Mycelium producers claim these metabolites are produced in their grain-grown products. But rather than providing analytical data as proof, instead they point to research with mycelium grown in liquid culture. Mycelium grown in liquid culture (ie. Cordyceps Cs-4) and mycelium grown on grain are completely different products.
|Cordyceps mycelium grown on grain||1.5%||64%|
As seen above, the difference in beta-glucans and alpha-glucans confirms the lack of mycelium in mycelium grown on grain and the high presence of starch. This also demonstrates that pure mycelium also has low levels of alpha-glucans.
Nammex analysis has shown high amounts of secondary metabolites such as triterpenoids in reishi mushrooms and next to no triterpenoids in MOG reishi products.
There is little to no research that demonstrates beneficial levels of secondary metabolites are being produced by mycelium grown on grain. In fact, the opposite has been shown.
The Not So Full Spectrum
It is clear that MOG products are not full spectrum in any true sense of the term. Despite claims, analysis shows that they lack fungal material which corresponds to lack of active compounds and high levels of grain starch.
It is seriously misleading for a Mushroom product to be called Full Spectrum if it contains 30-60% grain starch. That is not a true representation of these fungal organisms.

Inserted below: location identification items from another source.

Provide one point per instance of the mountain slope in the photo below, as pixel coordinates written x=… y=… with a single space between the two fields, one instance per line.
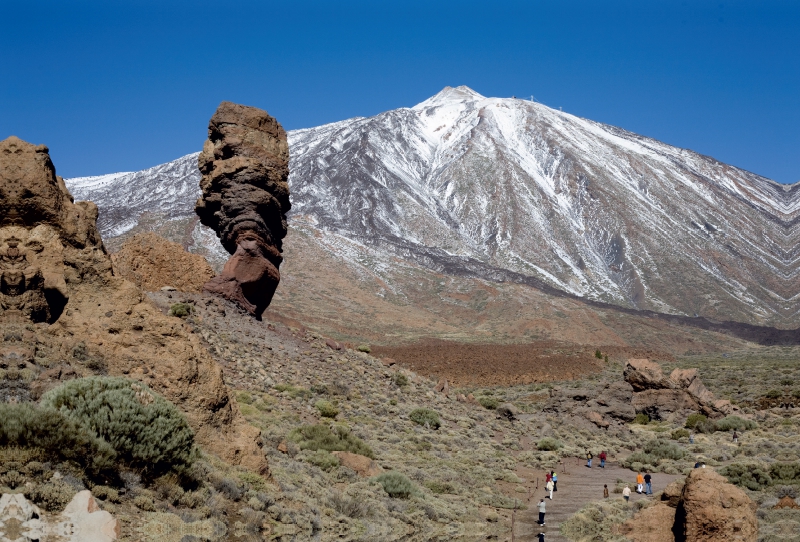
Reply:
x=510 y=190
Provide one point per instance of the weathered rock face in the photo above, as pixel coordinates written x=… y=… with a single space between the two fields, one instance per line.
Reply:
x=245 y=170
x=704 y=508
x=151 y=262
x=682 y=392
x=64 y=313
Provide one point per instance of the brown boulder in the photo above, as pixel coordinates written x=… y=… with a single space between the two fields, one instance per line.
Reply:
x=643 y=374
x=363 y=465
x=152 y=262
x=717 y=511
x=245 y=170
x=59 y=296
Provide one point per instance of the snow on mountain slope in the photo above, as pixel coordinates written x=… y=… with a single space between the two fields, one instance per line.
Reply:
x=508 y=189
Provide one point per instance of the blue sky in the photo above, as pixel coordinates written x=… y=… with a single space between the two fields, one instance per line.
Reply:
x=124 y=85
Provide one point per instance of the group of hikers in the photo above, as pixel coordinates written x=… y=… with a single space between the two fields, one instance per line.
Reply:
x=644 y=485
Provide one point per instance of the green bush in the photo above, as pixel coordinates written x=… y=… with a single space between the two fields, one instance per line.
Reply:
x=655 y=452
x=694 y=419
x=181 y=310
x=735 y=423
x=30 y=426
x=785 y=472
x=439 y=487
x=679 y=434
x=642 y=419
x=396 y=484
x=53 y=496
x=322 y=437
x=425 y=416
x=322 y=459
x=549 y=444
x=753 y=477
x=147 y=432
x=326 y=408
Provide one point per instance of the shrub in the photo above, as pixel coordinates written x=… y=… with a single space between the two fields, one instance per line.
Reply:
x=753 y=477
x=52 y=496
x=322 y=459
x=735 y=423
x=396 y=484
x=549 y=444
x=326 y=408
x=321 y=437
x=439 y=487
x=181 y=310
x=679 y=434
x=694 y=419
x=147 y=432
x=30 y=426
x=426 y=417
x=642 y=419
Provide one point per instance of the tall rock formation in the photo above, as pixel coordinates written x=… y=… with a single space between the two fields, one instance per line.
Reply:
x=64 y=314
x=245 y=170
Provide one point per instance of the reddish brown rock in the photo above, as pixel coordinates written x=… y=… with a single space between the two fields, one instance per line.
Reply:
x=717 y=511
x=152 y=262
x=363 y=465
x=245 y=169
x=59 y=296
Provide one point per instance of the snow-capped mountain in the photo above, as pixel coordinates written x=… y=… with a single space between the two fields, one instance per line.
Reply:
x=511 y=190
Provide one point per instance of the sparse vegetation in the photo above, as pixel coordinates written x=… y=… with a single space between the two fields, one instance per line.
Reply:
x=181 y=310
x=322 y=437
x=146 y=431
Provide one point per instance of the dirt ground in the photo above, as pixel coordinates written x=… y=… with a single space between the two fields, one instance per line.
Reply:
x=577 y=486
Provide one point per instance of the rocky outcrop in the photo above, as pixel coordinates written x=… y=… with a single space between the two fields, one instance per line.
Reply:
x=245 y=170
x=661 y=397
x=151 y=262
x=704 y=508
x=716 y=511
x=64 y=313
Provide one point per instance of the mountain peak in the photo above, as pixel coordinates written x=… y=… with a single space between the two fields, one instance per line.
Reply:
x=458 y=94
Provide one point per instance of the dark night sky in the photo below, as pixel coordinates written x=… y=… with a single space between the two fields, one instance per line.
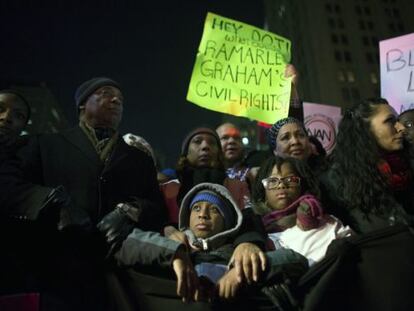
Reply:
x=149 y=47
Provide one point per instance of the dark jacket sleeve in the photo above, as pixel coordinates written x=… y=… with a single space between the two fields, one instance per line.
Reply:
x=251 y=230
x=146 y=248
x=153 y=211
x=20 y=177
x=285 y=264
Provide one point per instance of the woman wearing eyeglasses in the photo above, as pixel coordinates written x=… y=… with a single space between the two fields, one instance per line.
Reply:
x=286 y=195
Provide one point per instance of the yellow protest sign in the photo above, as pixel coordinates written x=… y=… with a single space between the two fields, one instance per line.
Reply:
x=239 y=70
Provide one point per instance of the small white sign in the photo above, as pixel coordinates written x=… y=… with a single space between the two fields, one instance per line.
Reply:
x=397 y=66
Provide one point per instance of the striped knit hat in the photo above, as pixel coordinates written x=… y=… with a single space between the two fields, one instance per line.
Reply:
x=224 y=207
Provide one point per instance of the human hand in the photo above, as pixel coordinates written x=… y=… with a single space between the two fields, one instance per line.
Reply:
x=248 y=259
x=117 y=224
x=176 y=235
x=187 y=280
x=228 y=285
x=290 y=71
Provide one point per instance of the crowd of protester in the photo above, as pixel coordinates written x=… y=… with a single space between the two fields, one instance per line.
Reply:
x=90 y=222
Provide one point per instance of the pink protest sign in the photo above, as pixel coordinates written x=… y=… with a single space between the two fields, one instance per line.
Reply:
x=397 y=66
x=322 y=122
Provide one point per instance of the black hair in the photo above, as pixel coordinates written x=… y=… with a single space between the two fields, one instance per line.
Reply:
x=22 y=98
x=309 y=183
x=355 y=160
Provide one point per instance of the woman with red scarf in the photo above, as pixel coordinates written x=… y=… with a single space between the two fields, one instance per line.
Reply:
x=369 y=181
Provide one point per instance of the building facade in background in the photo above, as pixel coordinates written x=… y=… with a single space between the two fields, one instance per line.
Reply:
x=335 y=43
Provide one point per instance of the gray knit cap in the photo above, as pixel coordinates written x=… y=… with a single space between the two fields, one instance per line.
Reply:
x=90 y=86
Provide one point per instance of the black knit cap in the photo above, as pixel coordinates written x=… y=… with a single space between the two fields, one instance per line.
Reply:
x=90 y=86
x=272 y=132
x=199 y=130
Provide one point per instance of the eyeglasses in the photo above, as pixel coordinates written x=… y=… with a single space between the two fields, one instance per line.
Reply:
x=274 y=182
x=408 y=124
x=109 y=94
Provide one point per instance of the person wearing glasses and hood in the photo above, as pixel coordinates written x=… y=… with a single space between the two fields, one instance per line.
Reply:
x=286 y=195
x=211 y=220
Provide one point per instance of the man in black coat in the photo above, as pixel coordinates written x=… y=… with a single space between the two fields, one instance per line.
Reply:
x=70 y=180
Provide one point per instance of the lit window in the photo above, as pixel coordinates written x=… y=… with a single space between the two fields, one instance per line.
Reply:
x=374 y=79
x=350 y=76
x=341 y=76
x=338 y=56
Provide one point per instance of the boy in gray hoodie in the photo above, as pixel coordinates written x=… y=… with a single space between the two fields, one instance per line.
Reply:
x=211 y=220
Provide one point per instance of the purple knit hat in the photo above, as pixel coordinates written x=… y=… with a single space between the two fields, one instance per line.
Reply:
x=272 y=132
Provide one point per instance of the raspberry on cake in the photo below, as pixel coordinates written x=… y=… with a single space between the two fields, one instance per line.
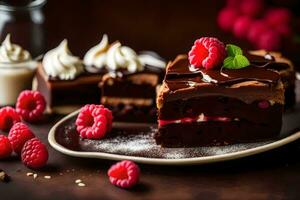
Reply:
x=94 y=121
x=5 y=147
x=34 y=154
x=207 y=52
x=129 y=87
x=239 y=101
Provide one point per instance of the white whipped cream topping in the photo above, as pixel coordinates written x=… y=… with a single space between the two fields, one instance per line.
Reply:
x=119 y=57
x=60 y=62
x=96 y=56
x=12 y=53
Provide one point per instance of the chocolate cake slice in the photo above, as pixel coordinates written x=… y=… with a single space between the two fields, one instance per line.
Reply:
x=203 y=107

A genuine mushroom product has high levels of beta-glucans and low levels of alpha-glucans. It also has triterpenoids and ergosterol and a profile that conforms to the mushroom, not the grain.
This fact was confirmed in recent research by USP (United States Pharmacopeial Convention). They determined through a number of analytical methods that only 5 of 19 samples of reishi mushroom products could actually be considered genuine. Three of those 5 samples were extracts from Nammex. (2)
If you are looking for a truly beneficial mushroom product, it is the mushroom itself that has the full complement and complete range of nutritional and medicinal compounds. The mushroom, traditionally used for centuries and scientifically proven, is genuinely Full Spectrum.
- McCleary, B. V., & Draga, A. (2016). Measurement of Beta-Glucan in mushrooms and mycelial products. Journal of AOAC International, 99(2), 364–373.
- Wu, D.-T., Deng, Y., Chen, L.-X., Zhao, J., Bzhelyansky, A., & Li, S.-P. (2017). Evaluation on quality consistency of Ganoderma lucidum dietary supplements collected in the United States. Scientific Reports, (June), 1–10.